Most AI is getting cheaper. The best models still aren't.
Frontier models, the most capable AI, are getting pricier while commodity AI keeps falling, leaving buyers with a split decision.
Frontier models, the most capable AI, are getting pricier while commodity AI keeps falling, leaving buyers with a split decision.
OpenAI's o1-preview cost $15 per million tokens to read a prompt and $60 to send one back in late 2024. Four months later, DeepSeek R1 listed at 55 cents and $2.19, a 97% discount that repriced the market overnight.
Commodity inference has fallen from about $20 per million tokens in late 2022 to roughly $0.40 today, a 55x decline in less than four years, per Introl's December 2025 unit-economics analysis cited by AI engineer Aman Panjwani in The Register. Frontier pricing is moving the other way: OpenAI doubled GPT-5.5 to $5 input and $30 output per million tokens, and Google priced Gemini Flash 3.5 at a 3–6x premium over its predecessor.

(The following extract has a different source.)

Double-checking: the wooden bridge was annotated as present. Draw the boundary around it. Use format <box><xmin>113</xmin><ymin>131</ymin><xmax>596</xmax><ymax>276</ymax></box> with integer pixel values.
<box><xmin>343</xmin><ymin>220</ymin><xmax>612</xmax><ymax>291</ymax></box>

Larridin CTO Ameya Kanitkar told The Register that engineering-ops token costs at his firm rose about 10x between January and July 2026, driven by agentic workloads and Anthropic's shift of corporate customers from per-seat to metered pricing. Larridin's data puts the threshold at 35–40% of a client's AI budget: past that line, more spend does not buy more productivity, and capping there can cut AI costs about 40% with no other change.
Below the line, buy the cheapest model that handles the task. Above it, the real question is whether the work needs a frontier model at all.